The night before the inauguration, Trump made a speech from the Lincoln Memorial. Afterwards, the U.S. Marines Choir sang The Battle Hymn of the Republic, which was written in 1861, at the start of the Civil War. How wonderful it was to hear a song played which honors God, and even more wonderful to know Trump chose it. The 7-minute video clip is shown below. After the song, Trump and his family walked up to Lincoln’s statue and showed their respect.
As Trump took the oath of office, he put his hand on the Lincoln Bible. Then he gave his inaugural speech, which sounded like Lincoln’s Gettysburg address in some of his key points because both stressed power belongs to the people, not to government.
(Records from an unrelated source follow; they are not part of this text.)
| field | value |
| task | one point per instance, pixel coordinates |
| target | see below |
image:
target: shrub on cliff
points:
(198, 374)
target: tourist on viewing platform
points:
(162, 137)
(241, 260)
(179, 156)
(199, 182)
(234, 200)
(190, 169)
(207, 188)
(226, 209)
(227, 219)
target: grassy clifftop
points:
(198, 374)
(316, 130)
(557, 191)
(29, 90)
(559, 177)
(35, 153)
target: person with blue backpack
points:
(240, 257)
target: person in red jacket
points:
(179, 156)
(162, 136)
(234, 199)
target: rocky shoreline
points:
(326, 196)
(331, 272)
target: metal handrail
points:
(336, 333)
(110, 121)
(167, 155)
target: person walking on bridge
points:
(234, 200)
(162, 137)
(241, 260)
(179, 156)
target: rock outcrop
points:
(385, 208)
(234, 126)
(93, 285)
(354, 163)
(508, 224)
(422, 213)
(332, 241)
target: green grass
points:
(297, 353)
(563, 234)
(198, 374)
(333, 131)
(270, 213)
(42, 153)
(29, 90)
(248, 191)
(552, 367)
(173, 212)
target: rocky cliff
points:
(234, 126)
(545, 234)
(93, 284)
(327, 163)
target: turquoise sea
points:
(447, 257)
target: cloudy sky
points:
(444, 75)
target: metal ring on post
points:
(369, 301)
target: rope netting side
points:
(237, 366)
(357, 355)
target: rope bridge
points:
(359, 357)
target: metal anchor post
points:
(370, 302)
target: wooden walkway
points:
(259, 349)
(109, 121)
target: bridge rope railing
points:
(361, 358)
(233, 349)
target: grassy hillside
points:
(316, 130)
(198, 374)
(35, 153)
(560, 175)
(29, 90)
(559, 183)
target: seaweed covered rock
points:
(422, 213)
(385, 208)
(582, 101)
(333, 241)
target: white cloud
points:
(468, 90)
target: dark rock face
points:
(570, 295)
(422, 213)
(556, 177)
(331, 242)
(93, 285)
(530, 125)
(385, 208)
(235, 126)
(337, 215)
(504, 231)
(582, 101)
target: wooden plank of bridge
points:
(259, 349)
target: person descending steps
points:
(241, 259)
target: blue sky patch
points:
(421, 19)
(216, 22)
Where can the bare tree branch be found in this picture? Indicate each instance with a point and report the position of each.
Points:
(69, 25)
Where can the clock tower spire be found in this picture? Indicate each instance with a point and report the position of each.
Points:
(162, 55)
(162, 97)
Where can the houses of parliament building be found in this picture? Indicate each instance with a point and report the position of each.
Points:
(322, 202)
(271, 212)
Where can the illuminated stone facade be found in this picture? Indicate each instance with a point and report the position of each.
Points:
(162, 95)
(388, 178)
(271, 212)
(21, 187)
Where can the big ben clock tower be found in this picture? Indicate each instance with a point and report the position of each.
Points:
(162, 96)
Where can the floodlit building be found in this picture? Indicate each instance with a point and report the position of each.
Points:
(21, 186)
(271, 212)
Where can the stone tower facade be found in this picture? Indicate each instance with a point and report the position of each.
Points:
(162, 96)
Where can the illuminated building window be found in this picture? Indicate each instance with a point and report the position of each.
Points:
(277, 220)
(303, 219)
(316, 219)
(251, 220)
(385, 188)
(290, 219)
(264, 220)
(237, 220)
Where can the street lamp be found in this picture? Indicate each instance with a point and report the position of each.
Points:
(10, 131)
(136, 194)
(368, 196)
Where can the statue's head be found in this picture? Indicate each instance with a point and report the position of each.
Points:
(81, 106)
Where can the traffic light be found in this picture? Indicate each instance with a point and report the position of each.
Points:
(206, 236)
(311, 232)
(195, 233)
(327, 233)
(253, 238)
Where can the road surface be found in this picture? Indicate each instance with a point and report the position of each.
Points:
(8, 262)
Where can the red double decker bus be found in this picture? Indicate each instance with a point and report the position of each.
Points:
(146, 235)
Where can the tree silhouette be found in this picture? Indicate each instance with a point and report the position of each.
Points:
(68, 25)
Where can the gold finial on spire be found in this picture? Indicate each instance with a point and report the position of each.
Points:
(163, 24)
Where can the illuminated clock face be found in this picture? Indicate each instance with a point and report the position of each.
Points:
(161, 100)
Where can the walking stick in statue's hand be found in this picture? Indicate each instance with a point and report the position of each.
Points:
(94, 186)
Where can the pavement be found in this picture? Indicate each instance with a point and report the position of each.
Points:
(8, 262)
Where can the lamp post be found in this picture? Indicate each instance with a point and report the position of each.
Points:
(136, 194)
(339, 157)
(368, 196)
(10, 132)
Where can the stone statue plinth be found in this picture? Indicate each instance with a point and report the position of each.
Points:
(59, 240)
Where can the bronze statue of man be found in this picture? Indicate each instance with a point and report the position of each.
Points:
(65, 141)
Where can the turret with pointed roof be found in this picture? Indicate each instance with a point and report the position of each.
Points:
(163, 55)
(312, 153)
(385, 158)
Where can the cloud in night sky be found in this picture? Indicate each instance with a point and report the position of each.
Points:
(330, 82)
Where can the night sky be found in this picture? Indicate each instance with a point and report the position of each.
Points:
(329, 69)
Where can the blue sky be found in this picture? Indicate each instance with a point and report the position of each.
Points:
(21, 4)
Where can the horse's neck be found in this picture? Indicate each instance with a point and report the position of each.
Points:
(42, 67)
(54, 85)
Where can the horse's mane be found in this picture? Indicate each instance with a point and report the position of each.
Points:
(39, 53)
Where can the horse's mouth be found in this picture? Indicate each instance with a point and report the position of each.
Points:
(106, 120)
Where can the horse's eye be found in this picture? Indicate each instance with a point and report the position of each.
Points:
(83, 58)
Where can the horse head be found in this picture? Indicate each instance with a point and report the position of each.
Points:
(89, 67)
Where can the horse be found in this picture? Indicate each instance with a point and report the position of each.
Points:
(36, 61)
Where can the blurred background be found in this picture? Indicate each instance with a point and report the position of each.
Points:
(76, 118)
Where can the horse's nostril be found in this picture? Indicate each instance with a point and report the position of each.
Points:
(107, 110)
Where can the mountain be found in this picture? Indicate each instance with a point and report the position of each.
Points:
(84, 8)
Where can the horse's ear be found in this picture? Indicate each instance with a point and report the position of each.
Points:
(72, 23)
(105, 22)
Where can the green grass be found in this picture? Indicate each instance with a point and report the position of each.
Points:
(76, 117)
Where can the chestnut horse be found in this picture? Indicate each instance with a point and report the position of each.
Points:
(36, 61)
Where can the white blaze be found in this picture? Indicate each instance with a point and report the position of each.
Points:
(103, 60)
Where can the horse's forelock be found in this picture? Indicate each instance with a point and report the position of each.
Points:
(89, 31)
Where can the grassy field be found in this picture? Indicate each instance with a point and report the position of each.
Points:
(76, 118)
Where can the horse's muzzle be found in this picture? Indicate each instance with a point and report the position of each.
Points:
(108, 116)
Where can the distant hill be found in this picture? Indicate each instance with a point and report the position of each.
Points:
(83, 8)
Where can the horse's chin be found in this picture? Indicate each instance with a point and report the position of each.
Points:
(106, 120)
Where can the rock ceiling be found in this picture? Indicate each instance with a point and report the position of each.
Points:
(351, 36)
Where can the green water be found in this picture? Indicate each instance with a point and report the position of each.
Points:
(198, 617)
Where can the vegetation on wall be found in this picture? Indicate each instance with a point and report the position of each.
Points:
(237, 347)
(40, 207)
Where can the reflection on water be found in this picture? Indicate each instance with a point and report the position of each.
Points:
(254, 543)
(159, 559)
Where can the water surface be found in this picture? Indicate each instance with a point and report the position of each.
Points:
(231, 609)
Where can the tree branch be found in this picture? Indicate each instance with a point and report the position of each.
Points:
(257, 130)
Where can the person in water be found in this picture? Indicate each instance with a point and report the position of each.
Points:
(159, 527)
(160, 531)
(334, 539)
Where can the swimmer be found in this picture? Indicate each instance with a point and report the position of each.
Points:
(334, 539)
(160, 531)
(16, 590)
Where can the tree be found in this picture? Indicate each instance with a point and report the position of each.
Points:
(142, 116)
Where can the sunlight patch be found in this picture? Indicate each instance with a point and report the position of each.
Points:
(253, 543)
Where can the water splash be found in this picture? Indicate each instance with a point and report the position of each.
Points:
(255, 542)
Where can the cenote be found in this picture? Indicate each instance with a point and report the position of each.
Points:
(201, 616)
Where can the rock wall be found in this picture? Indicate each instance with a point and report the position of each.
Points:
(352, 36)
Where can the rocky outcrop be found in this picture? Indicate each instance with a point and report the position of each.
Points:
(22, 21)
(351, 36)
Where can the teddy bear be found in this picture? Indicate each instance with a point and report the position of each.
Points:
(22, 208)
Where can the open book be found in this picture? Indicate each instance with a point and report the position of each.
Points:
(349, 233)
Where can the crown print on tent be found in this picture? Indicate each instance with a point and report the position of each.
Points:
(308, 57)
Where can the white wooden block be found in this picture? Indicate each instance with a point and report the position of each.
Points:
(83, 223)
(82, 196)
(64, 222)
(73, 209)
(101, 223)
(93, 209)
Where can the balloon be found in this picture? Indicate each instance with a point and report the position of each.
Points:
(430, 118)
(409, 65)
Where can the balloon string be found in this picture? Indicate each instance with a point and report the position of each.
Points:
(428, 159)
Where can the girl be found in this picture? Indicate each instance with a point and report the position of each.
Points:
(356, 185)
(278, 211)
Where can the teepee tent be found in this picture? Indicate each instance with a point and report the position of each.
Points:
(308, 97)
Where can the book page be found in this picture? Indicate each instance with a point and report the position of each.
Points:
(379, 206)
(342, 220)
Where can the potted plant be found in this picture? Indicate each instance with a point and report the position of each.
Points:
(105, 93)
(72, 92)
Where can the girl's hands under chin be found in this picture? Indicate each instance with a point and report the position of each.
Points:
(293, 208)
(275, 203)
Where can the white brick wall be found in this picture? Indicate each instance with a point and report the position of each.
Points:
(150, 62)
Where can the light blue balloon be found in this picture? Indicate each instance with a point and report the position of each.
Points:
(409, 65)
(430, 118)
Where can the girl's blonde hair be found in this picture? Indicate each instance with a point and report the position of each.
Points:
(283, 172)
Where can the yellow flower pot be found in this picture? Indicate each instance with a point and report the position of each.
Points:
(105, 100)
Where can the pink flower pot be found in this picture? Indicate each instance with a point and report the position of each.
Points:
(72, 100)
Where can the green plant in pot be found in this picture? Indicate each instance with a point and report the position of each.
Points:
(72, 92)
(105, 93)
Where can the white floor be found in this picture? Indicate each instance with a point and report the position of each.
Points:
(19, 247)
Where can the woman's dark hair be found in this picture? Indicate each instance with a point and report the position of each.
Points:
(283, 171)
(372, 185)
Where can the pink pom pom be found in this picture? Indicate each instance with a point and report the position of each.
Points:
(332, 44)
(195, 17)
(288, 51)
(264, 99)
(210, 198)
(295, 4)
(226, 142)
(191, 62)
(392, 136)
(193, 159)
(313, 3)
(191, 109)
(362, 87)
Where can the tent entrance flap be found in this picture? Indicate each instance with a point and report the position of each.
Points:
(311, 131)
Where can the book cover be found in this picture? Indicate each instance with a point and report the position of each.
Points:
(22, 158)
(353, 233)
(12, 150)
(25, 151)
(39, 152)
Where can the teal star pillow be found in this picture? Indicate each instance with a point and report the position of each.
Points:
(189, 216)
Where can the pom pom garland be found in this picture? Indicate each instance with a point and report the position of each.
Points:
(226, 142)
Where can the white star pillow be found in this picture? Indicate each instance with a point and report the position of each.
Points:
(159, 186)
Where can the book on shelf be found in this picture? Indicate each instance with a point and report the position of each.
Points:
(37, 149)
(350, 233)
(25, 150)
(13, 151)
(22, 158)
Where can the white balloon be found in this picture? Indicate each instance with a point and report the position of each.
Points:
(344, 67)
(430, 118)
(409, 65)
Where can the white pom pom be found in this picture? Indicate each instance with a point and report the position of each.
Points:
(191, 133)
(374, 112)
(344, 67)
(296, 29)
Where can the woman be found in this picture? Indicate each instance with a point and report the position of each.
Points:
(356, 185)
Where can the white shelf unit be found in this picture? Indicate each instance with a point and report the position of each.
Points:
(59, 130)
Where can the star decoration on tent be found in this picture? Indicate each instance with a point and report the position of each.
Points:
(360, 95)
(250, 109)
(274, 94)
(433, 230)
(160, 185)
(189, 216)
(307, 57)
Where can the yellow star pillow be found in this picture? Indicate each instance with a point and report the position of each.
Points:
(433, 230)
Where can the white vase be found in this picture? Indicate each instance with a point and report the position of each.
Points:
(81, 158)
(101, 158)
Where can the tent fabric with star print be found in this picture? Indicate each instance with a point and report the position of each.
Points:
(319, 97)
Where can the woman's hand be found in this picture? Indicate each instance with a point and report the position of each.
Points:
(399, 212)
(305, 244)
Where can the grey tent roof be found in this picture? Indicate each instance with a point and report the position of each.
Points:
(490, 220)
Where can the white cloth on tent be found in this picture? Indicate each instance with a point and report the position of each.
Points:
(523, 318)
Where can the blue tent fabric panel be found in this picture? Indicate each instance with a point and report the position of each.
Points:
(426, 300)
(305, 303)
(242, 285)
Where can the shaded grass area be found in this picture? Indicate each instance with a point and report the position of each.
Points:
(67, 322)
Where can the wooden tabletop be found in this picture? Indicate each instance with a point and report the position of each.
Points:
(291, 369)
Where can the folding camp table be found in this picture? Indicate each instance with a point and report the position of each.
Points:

Trump said it this way:
“Today’s ceremony, however, has very special meaning because today, we are not merely transferring power from one administration to another or from one party to another, but we are transferring power from Washington, D.C. and giving it back to you, the people.
January 20 2017 will be remembered as the day the people became the rulers of this nation again.
What truly matters is not which party controls our government, but whether our government is controlled by the people.”
Lincoln said it this way:
“that this nation, under God, shall have a new birth of freedom—and that government of the people, by the people, for the people, shall not perish from the earth.”
Lincoln was known as a man of faith, calling on God for help and guidance. Trump does not share that reputation, but appears to be moving in that direction as he has surrounded himself with many devoted Christians in his Cabinet and advisory teams, including Franklin Graham, Paula White, and Rodney Howard-Browne.
Not since the days of Abraham Lincoln has America been as divided as we are today. Lincoln saw the nation endure great suffering, but ultimately succeeded in uniting us again. The cost was extremely high as 620,000 were killed and another 476,000 injured (Source: Civilwar.org). Far more Americans were killed in the Civil War than any other war in our history. Ultimately, even Lincoln was a casualty of the war, assassinated just three weeks before the war ended (Source: Wikipedia).
Trump has promised to make America great again. In my opinion, that might be possible, but not the way most people are expecting. Like the days of Abraham Lincoln, uniting our nation will take more than eloquent speeches. It will likely require a high price to be paid. In that context, the Battle Hymn of the Republic takes on a whole new meaning.